A titre d’exemple, un de mes entretiens en 2012 avec un Haïtien de 25 ans arrivé adolescent à New York City et portant sur les registres identitaires, leur articulation et leur signification en contexte diasporique (New York, Paris) a montré que les « branchements » (Amselle 2001) entre les différents niveaux d’identification ne se faisaient pas forcément selon les modalités et dans le contexte « attendus », sur lesquels se fonde la théorie de l’assimilation segmentée. Cette dernière, pensée pour le contexte social et culturel spécifique de la ville étasunienne, n’envisage la dynamique identitaire des jeunes immigrants noirs (ou de la génération 1.5) que dans le contact avec un groupe spécifique, celui des Noirs étasuniens. La théorie n’envisage pas le parcours et l’expérience sociale des immigrants caribéens des Etats-Unis dans un cadre socio-spatial plus large : celui de la succession des expériences géographiques situées et de la structure diasporique familiale ou religieuse haïtienne et jamaïcaine où les expériences multiples de l’altérité s’avèrent plus riches et complexes que celle de la seule interaction avec la population noire « native » imposant ses codes culturels de manière unilatérale aux nouveaux venus africains et afro-caribéens.
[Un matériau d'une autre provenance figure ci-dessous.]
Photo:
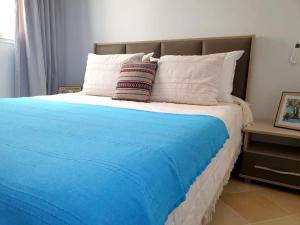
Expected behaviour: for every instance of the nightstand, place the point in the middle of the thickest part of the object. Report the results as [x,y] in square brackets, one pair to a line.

Mon interlocuteur haïtien m’a décrit une expérience de construction de sa négritude en diaspora s’opérant selon d’autres mécanismes. Le temps de l’arrivée aux Etats-Unis à l’adolescence a été exposé comme le moment douloureux d’une identité haïtienne en souffrance, confrontée à la violence physique et symbolique subie de la part des jeunes Noirs étasuniens dans l’école, la rue et les transports en commun de New York. Le deuxième temps de son parcours (deux ans après son arrivée, période correspondant au lycée) a été celui de l’émergence d’une identité composite haitian american au fil de son insertion dans la société d’installation. Il signale comme un temps fort de cette période la rencontre d’une jeune fille haïtienne présente depuis plus longtemps dans le pays et l’ayant aidé à se familiariser à la maîtrise des codes de la cette société. Ce processus s’est accompagné d’une prise de distance progressive vis-à-vis de l’identité initiale, qui a provoqué un certain malaise chez l’intéressé lui-même par rapport à son haïtianité et sa négritude. Le troisième temps de son cheminement (post-lycée) correspond à un séjour de longue durée en France où mon interlocuteur avait de la famille. Dans le contexte spécifique de Paris, il y a fait l’apprentissage du contact avec d’autres populations noires – Africains subsahariens de Saint-Denis – dans un contexte cosmopolite moins tendu qui lui a permis de « se réconcilier avec sa négritude » et de trouver un réconfort en puisant dans une identité « africaine globalisée » (distincte de l’identité

africaine américaine).

Tel qu’il avait été pensé, cet entretien avait permis de mettre en évidence la construction d’une identité « globale » ou transatlantique fondée sur une connexion entre identités haitian

american et africaine construite au fil de l’expérience migratoire. Ce troisième temps a

constitué une échappatoire à la crise identitaire liée à la difficulté à se positionner dans le groupe noir étasunien localement situé (conflit, rejet) et à la difficulté croissante à se penser

comme Haïtien dans un processus de relâchement du lien avec le pays d’origine. Du point de vue de la méthode, la globalisation de l’identité dont il est question est saisie à travers un dispositif croisant parcours géographique (Haïti-New York-Paris-Afrique), cheminement académique et professionnel (du collège à l’université, implication dans les institutions communautaires) et identification symbolique à un territoire d’origine réel (Haïti) ou ancestral mythique (Afrique).